The response from the article was overwhelmingly positive. She never imagined she would become the subject of her own story. People wrote in from every corner of the world sharing their personal experiences with language, culture and and identity.
“It was just this really neat collection of voices,” the local journalist said.
Thousands were also curious about her family’s multilingual home, but to understand this, it’s essential to first understand Bermudez’s life story.
She emigrated from El Salvador at the age of five and settled in South Whittier. Her first language was Spanish, and she quickly learned English as a young girl.
Bermudez said Spanish combined with English was her superpower. She remembers words were celebrated in her home and whenever needed, she became the family’s translator.
In 2013, when Bermudez and her husband, David, who is Armenian-American, had their first baby, they knew they wanted to pass on their native languages.
“We were in our bedroom with our little baby between us. I was only speaking Spanish, he was only speaking Armenian.

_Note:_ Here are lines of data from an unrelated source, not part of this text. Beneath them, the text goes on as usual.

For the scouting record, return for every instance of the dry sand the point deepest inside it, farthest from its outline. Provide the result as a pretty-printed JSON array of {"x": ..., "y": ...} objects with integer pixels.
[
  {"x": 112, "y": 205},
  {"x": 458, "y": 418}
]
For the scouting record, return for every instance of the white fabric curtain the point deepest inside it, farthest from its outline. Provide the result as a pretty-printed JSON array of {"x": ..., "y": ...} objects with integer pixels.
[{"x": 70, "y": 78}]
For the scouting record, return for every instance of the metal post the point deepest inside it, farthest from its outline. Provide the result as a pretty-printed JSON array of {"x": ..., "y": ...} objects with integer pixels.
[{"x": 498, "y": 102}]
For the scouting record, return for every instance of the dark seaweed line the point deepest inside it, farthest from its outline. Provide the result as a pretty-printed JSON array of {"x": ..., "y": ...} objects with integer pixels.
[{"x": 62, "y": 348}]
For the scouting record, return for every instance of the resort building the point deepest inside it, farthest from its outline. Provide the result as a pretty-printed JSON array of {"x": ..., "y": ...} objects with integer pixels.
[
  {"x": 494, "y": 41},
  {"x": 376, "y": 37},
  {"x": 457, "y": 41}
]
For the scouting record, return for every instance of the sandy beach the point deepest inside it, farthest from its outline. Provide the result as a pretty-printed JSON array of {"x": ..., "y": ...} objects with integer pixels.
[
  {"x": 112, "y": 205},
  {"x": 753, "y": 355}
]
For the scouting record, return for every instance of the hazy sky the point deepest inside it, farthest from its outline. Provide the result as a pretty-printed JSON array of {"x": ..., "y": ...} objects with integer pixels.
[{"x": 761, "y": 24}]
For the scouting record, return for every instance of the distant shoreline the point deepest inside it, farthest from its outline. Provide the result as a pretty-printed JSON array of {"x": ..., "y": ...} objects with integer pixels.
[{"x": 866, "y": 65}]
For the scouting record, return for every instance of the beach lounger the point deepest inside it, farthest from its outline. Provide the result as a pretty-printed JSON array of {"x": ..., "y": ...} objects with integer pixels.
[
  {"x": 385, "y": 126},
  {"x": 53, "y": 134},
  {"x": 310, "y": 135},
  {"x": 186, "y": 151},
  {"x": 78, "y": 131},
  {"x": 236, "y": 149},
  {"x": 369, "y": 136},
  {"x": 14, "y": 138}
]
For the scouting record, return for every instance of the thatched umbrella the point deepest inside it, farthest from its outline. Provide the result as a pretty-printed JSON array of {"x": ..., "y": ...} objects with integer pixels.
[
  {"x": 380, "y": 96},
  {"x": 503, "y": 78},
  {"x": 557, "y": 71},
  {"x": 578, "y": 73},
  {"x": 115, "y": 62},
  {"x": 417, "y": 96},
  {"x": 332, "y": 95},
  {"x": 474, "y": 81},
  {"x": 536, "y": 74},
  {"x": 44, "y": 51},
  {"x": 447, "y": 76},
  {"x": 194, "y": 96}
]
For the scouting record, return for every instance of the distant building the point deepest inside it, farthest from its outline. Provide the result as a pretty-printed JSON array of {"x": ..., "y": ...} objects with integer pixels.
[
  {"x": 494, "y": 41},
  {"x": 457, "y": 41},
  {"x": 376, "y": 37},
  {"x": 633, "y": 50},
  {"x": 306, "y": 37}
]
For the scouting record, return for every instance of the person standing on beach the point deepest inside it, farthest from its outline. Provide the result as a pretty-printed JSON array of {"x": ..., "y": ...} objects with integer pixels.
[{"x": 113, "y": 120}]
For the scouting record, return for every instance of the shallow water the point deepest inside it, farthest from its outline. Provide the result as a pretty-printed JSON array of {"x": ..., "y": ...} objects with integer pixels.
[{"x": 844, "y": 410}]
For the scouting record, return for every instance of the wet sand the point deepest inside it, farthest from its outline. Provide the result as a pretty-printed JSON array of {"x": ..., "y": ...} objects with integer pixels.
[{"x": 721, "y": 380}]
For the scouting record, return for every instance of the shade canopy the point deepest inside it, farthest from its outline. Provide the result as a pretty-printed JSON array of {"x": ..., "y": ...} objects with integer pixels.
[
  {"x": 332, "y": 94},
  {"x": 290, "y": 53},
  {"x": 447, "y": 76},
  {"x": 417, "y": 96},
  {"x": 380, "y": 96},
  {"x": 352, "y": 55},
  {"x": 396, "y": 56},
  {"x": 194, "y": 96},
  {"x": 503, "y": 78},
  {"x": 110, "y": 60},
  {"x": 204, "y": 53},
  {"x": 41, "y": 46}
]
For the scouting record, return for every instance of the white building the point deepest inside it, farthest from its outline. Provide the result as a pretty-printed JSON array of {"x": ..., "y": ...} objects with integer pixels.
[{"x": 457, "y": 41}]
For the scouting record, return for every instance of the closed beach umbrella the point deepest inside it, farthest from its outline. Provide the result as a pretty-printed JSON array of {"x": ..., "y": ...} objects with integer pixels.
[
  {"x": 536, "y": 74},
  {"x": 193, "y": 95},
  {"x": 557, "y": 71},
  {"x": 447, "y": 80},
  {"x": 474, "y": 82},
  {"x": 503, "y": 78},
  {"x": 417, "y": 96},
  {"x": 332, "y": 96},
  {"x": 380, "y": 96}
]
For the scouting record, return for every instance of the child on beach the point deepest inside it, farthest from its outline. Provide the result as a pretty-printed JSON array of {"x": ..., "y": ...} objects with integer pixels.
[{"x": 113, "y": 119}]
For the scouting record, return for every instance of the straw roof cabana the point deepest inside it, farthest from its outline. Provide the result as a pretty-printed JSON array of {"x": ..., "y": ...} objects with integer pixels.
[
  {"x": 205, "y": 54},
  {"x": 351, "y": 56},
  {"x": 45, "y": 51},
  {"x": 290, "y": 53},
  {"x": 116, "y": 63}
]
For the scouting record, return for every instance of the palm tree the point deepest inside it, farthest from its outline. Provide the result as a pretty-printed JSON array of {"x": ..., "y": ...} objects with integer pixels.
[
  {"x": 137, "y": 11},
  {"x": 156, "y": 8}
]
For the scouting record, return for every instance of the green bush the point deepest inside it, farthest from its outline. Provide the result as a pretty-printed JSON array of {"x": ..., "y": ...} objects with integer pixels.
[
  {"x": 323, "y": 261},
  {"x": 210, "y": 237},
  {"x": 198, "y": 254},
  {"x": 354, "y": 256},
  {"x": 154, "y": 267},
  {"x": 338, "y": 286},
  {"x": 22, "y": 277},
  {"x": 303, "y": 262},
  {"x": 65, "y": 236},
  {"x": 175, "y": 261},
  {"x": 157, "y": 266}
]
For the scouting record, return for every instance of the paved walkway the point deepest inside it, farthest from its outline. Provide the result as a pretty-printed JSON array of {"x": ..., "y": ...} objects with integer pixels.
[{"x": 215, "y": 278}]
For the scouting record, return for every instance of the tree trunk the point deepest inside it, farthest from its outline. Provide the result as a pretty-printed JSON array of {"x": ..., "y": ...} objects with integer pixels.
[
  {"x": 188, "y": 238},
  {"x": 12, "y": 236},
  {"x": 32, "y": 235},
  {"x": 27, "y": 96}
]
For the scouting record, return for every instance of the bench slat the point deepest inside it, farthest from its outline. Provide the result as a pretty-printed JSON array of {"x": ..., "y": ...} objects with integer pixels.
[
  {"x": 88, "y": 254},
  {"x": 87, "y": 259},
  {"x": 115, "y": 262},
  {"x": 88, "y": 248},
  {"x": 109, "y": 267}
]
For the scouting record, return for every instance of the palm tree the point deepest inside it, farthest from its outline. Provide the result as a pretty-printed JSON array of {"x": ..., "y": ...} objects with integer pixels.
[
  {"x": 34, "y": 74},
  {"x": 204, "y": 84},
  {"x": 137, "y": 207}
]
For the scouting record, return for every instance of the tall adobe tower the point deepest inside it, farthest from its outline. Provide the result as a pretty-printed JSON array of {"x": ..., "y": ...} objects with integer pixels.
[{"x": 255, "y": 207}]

I had no clue what he was saying, he had no clue what I was saying,” Esmeralda recalls. “In that moment I thought, ‘Oh my God. This is how it’s going to be for years now.'”
Her journalist instincts prompted her to research and meet with several linguistic experts. Together, they decided that each parent would only speak in their native tongue, allowing the school and world to introduce English and other languages.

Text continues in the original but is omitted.